A maioria já havia se formado no início do julgamento em julho deste. Na sessão de ontem, o ministro Marco Aurélio apresentou voto-vista abrindo divergência. Também votaram os ministros Luiz Fux, com a maioria, e Ricardo Lewandowski, com Marco Aurélio.

O recurso foi interposto por uma construtora de Santa Catarina contra decisão do TRF da 4ª região, que reconheceu ser válida a exigência da taxa para expedição da ART, a partir da lei 6.994/82, desde que limitadas a 5 MVR, até 31/12/11, data da edição da lei 12.514/11, quando o limite passou a ser de R$ 150.

A construtora argumentou que houve violação ao princípio da legalidade, pois referida lei teria delegado aos conselhos a competência para fixar os valores da taxa, mantendo, dessa forma, os mesmos vícios da lei 6.496/77, que instituiu a ART, já declarada inconstitucional pelo STF.

Na sessão de ontem, o ministro Marco Aurélio acatou os argumentos da empresa. Para ele, foi violado o art. 150, inciso I, da CF. O dispositivo estabelece que, "sem prejuízo de outras garantias asseguradas ao contribuinte, é vedado à União, aos Estados, ao Distrito Federal e aos Municípios exigir ou aumentar tributo sem lei que o estabeleça".

No entendimento do ministro, a ART é de natureza tributária, portanto, só poderia ser estabelecida pelo Executivo, por meio de lei. Assim, concluiu pela inconstitucionalidade da taxa, dando provimento ao recurso.

"Quando se analisa a lei 6.994/82, em conjunto com a lei 6.496/77, fica evidente o completo silêncio quanto ao aspecto quantitativo do tributo como um todo, delegando-se ao Conselho Federal de Engenharia e Agronomia o estabelecimento, desde que respeitado certo teto."

Tese

Para a maioria, que acompanhou o relator, ministro Dias Toffoli, no sentido de que o artigo 2º, parágrafo único, da lei 6.994/82 "estabeleceu diálogo com o regulamento, em termos de subordinação, ao prescrever o teto legal da taxa referente à ART, estabeleceu diálogo de desenvolvimento da justiça comutativa e também desenvolveu diálogo de complementariedade ao deixar um valioso espaço para que o regulamento complemente o aspecto quantitativo da taxa cobrada em relação do exercício do poder de polícia".

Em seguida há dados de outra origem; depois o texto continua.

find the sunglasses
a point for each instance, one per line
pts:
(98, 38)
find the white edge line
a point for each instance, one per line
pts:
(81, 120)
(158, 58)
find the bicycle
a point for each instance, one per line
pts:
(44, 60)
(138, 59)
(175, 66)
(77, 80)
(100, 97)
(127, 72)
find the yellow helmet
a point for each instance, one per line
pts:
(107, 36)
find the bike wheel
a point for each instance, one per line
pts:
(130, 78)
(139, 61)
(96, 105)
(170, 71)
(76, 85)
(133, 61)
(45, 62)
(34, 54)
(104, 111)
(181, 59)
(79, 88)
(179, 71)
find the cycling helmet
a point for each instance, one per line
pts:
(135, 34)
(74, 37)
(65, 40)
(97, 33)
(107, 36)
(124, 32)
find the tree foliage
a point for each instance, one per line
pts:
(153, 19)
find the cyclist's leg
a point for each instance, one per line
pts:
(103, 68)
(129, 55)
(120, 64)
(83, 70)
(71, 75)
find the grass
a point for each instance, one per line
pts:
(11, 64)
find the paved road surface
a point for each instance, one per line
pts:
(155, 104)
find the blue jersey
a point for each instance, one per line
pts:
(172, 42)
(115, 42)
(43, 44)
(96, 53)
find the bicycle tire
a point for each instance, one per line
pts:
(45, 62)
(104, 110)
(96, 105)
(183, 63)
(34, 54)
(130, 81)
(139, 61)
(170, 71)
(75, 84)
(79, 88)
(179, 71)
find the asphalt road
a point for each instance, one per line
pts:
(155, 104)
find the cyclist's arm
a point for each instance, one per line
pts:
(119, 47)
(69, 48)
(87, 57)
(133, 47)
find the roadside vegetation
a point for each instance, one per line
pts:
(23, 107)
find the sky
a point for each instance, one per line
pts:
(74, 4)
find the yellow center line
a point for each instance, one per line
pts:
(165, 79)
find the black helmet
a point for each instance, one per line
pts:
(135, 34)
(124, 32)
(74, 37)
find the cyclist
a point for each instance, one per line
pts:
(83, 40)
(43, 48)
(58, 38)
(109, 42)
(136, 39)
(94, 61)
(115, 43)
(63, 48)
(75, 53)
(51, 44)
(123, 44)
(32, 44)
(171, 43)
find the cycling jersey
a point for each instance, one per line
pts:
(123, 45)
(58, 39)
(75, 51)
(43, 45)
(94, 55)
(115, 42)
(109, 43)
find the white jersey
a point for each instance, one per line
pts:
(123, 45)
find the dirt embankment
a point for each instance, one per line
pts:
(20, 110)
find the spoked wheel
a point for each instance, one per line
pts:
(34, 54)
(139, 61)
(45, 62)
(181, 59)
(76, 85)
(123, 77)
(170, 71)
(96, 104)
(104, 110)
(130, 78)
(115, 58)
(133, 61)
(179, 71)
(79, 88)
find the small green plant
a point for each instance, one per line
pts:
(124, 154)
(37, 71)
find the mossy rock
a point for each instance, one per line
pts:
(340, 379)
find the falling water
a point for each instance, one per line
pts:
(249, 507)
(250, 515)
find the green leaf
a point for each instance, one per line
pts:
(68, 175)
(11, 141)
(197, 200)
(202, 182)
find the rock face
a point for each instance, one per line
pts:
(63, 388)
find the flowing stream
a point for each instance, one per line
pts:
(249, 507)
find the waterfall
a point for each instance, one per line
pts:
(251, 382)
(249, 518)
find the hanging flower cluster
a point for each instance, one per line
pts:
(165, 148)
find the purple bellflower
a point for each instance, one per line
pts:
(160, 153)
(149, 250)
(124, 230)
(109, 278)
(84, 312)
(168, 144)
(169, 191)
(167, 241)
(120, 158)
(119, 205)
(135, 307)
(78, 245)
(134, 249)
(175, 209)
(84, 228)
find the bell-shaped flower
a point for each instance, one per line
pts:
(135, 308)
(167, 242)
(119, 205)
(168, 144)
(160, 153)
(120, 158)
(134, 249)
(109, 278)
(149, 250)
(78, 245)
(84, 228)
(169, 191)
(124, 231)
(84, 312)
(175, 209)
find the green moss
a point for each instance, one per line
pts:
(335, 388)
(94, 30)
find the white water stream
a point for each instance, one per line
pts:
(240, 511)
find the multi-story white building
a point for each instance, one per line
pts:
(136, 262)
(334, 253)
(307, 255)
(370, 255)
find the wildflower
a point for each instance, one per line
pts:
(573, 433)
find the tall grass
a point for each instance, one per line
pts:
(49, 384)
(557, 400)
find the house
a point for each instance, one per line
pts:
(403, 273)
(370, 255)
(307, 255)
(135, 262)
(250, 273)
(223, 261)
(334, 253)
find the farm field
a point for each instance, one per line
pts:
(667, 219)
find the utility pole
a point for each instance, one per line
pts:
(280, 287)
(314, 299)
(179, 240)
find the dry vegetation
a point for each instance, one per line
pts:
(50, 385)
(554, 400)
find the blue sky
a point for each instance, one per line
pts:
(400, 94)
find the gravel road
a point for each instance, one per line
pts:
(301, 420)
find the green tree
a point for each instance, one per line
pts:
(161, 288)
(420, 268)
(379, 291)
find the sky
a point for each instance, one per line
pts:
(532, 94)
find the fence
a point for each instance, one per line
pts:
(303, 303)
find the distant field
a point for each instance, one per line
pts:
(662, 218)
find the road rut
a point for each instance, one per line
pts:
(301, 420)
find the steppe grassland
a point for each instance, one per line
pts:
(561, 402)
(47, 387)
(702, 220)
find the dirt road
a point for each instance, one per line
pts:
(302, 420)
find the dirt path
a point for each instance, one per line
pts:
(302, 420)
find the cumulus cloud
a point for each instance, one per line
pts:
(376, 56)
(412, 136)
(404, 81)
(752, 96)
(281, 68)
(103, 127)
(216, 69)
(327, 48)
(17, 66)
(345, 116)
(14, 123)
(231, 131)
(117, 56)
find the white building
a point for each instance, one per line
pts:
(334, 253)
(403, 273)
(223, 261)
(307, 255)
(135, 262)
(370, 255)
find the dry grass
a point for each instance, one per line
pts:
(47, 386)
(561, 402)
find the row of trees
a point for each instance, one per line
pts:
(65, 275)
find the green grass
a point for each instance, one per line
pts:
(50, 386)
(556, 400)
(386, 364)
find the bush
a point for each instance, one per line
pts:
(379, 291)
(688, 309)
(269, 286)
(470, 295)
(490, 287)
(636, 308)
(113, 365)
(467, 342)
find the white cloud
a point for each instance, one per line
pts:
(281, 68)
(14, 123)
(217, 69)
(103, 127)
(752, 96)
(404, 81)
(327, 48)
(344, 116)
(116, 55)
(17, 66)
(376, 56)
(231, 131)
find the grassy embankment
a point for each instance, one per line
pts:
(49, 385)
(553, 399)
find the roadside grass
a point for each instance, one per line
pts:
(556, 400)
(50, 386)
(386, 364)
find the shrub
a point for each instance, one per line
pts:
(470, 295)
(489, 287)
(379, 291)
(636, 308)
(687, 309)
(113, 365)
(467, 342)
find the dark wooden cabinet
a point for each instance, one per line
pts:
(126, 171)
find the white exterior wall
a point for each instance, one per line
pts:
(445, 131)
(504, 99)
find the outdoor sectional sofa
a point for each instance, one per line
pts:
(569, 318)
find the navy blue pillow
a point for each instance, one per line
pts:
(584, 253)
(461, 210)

O ministro observou também que o Poder Legislativo não está abdicando de sua competência de legislar sobre a matéria tributária, ressaltando que a qualquer momento o parlamento pode deliberar de maneira diversa, "firmando novos critérios políticos ou outros paradigmas a serem observados pelo regulamento".

Na sessão de ontem, Toffoli iria apresentar a tese para discussão. No entanto, devido à ausência do ministro Celso de Mello que, segundo o relator, tinha colaborações pertinentes à matéria, solicitou o adiamento da fixação da tese e a análise da modulação, o que foi acatado pelo plenário.